MP: Something where the world supports that ego?
GRS: Exactly, yeah. You see it with George Bush, and how people handle him, and you think ‘why would they admire this guy?’ But people seem to want a guy like that. So this character is delusional but seemingly harmless, and people support this kind of destructive path.
MP: How did you start working the project into the films? Did the characters exist before the films?

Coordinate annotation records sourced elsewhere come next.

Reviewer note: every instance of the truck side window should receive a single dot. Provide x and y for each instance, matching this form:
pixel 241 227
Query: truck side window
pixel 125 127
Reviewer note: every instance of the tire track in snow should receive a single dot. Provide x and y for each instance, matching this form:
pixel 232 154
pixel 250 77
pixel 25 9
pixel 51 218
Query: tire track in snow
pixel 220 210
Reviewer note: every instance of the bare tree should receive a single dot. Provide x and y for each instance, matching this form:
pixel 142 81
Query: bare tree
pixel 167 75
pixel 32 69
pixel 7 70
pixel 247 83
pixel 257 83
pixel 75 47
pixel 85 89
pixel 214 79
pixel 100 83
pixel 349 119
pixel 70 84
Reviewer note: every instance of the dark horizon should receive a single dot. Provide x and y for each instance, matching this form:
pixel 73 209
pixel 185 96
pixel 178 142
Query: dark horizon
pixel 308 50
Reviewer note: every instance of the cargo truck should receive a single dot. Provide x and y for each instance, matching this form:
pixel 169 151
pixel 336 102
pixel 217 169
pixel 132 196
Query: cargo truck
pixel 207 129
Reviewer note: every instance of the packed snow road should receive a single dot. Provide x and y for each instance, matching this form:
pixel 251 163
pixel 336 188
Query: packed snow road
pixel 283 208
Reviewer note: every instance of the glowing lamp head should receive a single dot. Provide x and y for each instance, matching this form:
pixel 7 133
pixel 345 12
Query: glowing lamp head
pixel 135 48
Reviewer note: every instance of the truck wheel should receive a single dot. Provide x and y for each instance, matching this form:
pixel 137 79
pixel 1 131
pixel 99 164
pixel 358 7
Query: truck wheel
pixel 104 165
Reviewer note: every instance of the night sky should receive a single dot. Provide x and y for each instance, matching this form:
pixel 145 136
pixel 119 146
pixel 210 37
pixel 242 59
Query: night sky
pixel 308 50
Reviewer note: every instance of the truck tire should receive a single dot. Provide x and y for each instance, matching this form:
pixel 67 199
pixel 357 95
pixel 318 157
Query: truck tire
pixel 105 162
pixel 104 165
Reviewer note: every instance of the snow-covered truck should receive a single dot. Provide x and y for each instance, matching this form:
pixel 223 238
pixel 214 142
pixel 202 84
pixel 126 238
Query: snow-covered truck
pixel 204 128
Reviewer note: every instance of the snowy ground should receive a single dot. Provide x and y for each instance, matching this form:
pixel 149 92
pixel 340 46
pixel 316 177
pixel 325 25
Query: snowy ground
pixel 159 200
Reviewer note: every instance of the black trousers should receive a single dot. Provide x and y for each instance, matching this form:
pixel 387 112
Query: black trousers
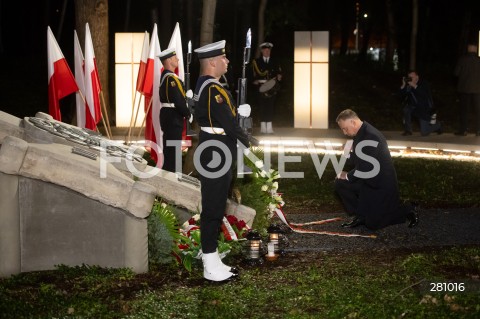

GRS: Sort of. Maxi Geil, which means ‘super-horny’ in German, was the star of a movie I did called “The Ballad Of Bad Orpheus.” Maxi Geil plays this horribly cruel sailor who keeps his crew from mutiny with his golden voice. That got showed at the MoMA, and I had been wanting to do a larger-scale thing with more characters, and more self-reflection. I had basically been writing this for a very long time, and started it, but funding disappeared and I started working on other projects. Then I got a call from the MoMA, and they said “we’re doing this premieres thing,” and they are showing this new Jean Luc Goddard film and a reissued Scorcese film. They asked me if I had anything new, because it’s all new stuff at these events. They were like, “we know you were working on this thing, is there any way that you could get it done in time?” And so everything kicked into high gear, and I started to complete the film. By that time, we had already recorded all of the music. “Please Remember Me” is the song that Maxi sings at the press conferance when he quits the porn business, “Paying For Something New” is from when they all go on their shopping expedition, and “Sunday Morning” is the final song, where they wake up in love, the ecstatic finish.We had done some performances which had been scripted. At one point we had Zoe in the band, and she was the second back-up singer. She would get fired from the band during the show, and wander around backstage, and start drinking. She’d return for one song, and there would be a sort of tension. Anyway, I wanted to do all of this, but also have all of them be good songs. As much as they were part of this larger project, I wanted them to stand on their own and be listenable as a pop record. They don’t have to be part of a movie or a performance.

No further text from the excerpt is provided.